With its restaurant dining rooms closed, Potbelly reported a 45% increase in drive-thru and pickup orders in April. Potbelly has 470 locations spread throughout the U.S.

Potbelly had total revenues of $87.6 million in Q1 2020, down from the 98.1 million it reported a year earlier. Comparable store sales at company-operated restaurants dropped 10.1% as the coronavirus hit but were up 2.5% during the first 10 weeks of the first quarter. The company also saw a net loss of $13.3 million in the first quarter of the year.

The company drew $40 million from its revolving credit facility in March and has enacted a series of cost-cutting measures across the chain. Potbelly was on track to have a strong performing year until the coronavirus took ahold, reporting a comparable same-store sales increase of 2.5% in January and 4.1% rise in February, positioning the company to record its first positive quarter since Q4 2016.

“The pandemic dramatically impacted our sales and oriented our priorities first around the health and safety of our employees and customers, and second, toward aggressively protecting our balance sheet,” Johnson said. “In March, as we abruptly saw our comparable same-store sales drop to -68%, we took immediate and decisive action.

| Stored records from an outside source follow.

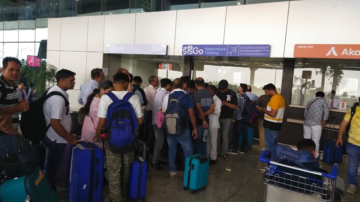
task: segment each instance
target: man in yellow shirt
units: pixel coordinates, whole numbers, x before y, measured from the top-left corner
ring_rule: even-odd
[[[359,98],[360,104],[360,97]],[[357,169],[360,163],[360,107],[356,107],[356,111],[351,118],[351,110],[349,110],[344,116],[344,119],[339,128],[336,146],[342,145],[342,135],[347,125],[350,123],[350,129],[348,134],[346,152],[347,153],[349,168],[348,169],[348,180],[350,186],[346,192],[355,194],[357,189]]]
[[[271,151],[272,159],[275,153],[275,148],[278,144],[279,135],[283,123],[285,101],[284,97],[278,93],[274,84],[266,85],[263,89],[265,94],[271,98],[270,101],[266,108],[258,107],[257,109],[265,113],[264,127],[265,128],[265,141],[266,148]]]

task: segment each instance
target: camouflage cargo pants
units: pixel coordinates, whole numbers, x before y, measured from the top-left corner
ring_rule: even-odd
[[[121,202],[127,196],[130,168],[134,152],[116,154],[107,148],[105,150],[110,199],[113,202]]]

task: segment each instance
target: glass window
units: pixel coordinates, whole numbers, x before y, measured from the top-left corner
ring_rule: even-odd
[[[360,65],[296,63],[291,104],[305,106],[323,91],[329,108],[348,110],[360,96]]]
[[[243,5],[244,0],[238,0],[238,1],[230,1],[229,0],[201,0],[201,3],[200,4],[200,7],[217,7]]]
[[[42,40],[48,39],[48,19],[49,18],[37,18],[36,19],[35,41],[41,41]]]
[[[77,1],[77,16],[101,15],[102,0],[81,0]]]
[[[199,0],[163,0],[163,10],[199,8]]]
[[[103,15],[130,13],[129,0],[103,0]]]
[[[131,0],[132,13],[161,11],[162,0]]]
[[[18,46],[19,43],[4,43],[4,55],[3,57],[18,57]]]
[[[264,94],[262,87],[270,83],[280,92],[282,75],[280,62],[195,60],[193,78],[203,77],[217,87],[221,80],[225,79],[229,88],[235,92],[240,83],[246,83],[251,86],[252,93],[260,96]]]

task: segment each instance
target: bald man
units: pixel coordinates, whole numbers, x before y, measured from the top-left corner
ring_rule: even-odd
[[[202,78],[195,79],[195,88],[197,90],[194,93],[193,101],[196,109],[198,138],[194,141],[194,154],[206,155],[206,142],[203,141],[202,132],[209,128],[208,115],[214,111],[214,100],[211,93],[205,88],[205,82]]]
[[[117,69],[117,73],[125,74],[129,76],[129,79],[131,79],[130,77],[130,73],[126,69],[121,68],[119,68]],[[132,88],[131,87],[131,82],[129,83],[129,84],[127,86],[127,91],[131,93],[134,92],[132,92]]]
[[[180,78],[177,78],[172,82],[173,87],[175,88],[170,94],[166,95],[164,98],[162,104],[162,111],[165,113],[167,109],[169,100],[173,99],[177,99],[180,96],[186,94],[180,100],[179,100],[184,109],[184,117],[183,118],[185,120],[190,119],[191,124],[194,128],[192,132],[192,137],[194,139],[197,138],[196,128],[196,119],[194,112],[194,104],[191,97],[188,94],[186,94],[183,89],[183,81]],[[179,136],[167,136],[167,143],[169,145],[168,157],[169,168],[170,170],[170,177],[171,179],[175,178],[177,175],[176,171],[176,166],[175,164],[175,156],[176,153],[176,147],[177,143],[180,144],[184,151],[185,158],[193,155],[193,146],[191,142],[191,136],[190,135],[189,124],[188,121],[182,123],[183,125],[184,130],[181,135]],[[175,129],[173,129],[174,130]]]

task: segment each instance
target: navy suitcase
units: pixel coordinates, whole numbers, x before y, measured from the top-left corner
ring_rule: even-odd
[[[131,163],[129,181],[129,196],[133,199],[142,199],[146,195],[148,164],[142,157],[138,157]]]
[[[340,163],[342,162],[342,145],[339,144],[338,147],[336,147],[336,140],[329,139],[330,130],[332,131],[332,138],[334,134],[334,129],[333,127],[332,129],[332,123],[334,127],[335,118],[333,117],[332,117],[330,120],[330,126],[328,134],[328,139],[325,141],[323,147],[323,161],[328,164]]]
[[[93,143],[79,142],[70,148],[70,202],[102,201],[104,151]]]

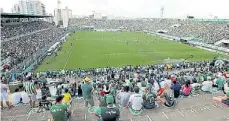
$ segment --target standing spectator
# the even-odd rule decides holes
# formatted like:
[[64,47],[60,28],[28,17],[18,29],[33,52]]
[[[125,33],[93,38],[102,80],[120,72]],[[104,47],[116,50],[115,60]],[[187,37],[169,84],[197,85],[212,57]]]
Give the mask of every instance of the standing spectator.
[[57,96],[56,104],[50,108],[54,121],[68,121],[71,111],[66,104],[62,104],[63,96]]
[[225,79],[222,75],[218,75],[218,78],[216,80],[216,85],[218,90],[224,91],[224,84],[225,84]]
[[185,82],[185,84],[182,85],[182,87],[181,87],[181,94],[183,96],[189,96],[191,93],[191,89],[192,89],[191,82],[190,82],[190,80],[187,80]]
[[134,94],[130,96],[128,104],[126,107],[130,107],[133,112],[140,112],[142,110],[143,97],[139,94],[139,87],[134,88]]
[[22,96],[21,93],[19,92],[19,89],[15,89],[15,92],[12,94],[12,104],[17,105],[20,102],[22,102]]
[[201,90],[204,92],[211,92],[213,82],[211,81],[211,77],[207,77],[207,80],[202,83]]
[[[156,107],[156,94],[150,91],[150,86],[147,85],[145,89],[145,93],[143,95],[143,107],[145,109],[153,109]],[[158,106],[158,105],[157,105]]]
[[83,92],[83,98],[85,101],[85,106],[88,107],[88,103],[91,105],[91,107],[94,106],[94,100],[92,95],[92,85],[90,84],[90,79],[88,77],[85,78],[85,84],[82,84],[82,92]]
[[71,94],[69,93],[68,89],[65,89],[63,103],[69,105],[70,101],[71,101]]
[[171,85],[171,89],[173,90],[174,98],[178,98],[180,96],[181,85],[178,81],[173,81]]
[[229,92],[226,92],[224,96],[213,97],[213,101],[216,103],[223,103],[229,106]]
[[36,92],[36,87],[32,82],[32,77],[28,77],[27,81],[24,83],[24,88],[26,93],[28,93],[29,96],[30,108],[35,108],[37,92]]
[[129,101],[129,98],[130,98],[129,87],[124,86],[123,92],[120,92],[117,95],[117,99],[119,100],[119,105],[125,107]]
[[3,100],[6,101],[6,105],[10,108],[7,86],[1,81],[1,109],[4,109]]
[[82,97],[82,88],[81,88],[81,82],[78,82],[78,89],[77,89],[77,92],[78,92],[78,98],[81,98]]
[[119,121],[120,111],[114,106],[113,96],[107,96],[107,107],[99,107],[95,110],[98,121]]

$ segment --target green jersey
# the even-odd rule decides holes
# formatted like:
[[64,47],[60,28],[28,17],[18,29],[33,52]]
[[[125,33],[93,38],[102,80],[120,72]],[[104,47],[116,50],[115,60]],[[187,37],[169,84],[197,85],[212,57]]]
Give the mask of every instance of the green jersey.
[[34,94],[35,85],[33,82],[24,82],[23,86],[28,94]]
[[50,108],[54,121],[67,121],[67,105],[57,104]]
[[218,85],[218,89],[222,89],[223,88],[223,86],[224,86],[224,84],[225,84],[225,81],[224,81],[224,79],[217,79],[216,80],[216,84]]

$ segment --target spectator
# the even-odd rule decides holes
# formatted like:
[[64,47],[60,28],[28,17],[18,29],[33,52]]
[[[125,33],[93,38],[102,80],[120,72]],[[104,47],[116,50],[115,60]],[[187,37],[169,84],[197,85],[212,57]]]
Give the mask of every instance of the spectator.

“Among other things, we shut down dine-in options across our shops in accordance with state mandates, temporarily closed 36 company-operated shops, furloughed one-third of our corporate employees and cut salaries for all executives and corporate employees by 25%. All of these decisions were necessary and painful,” he added.

Shares of Potbelly stock were down 12.95% as of 10:17 a.m. EDT on Wednesday.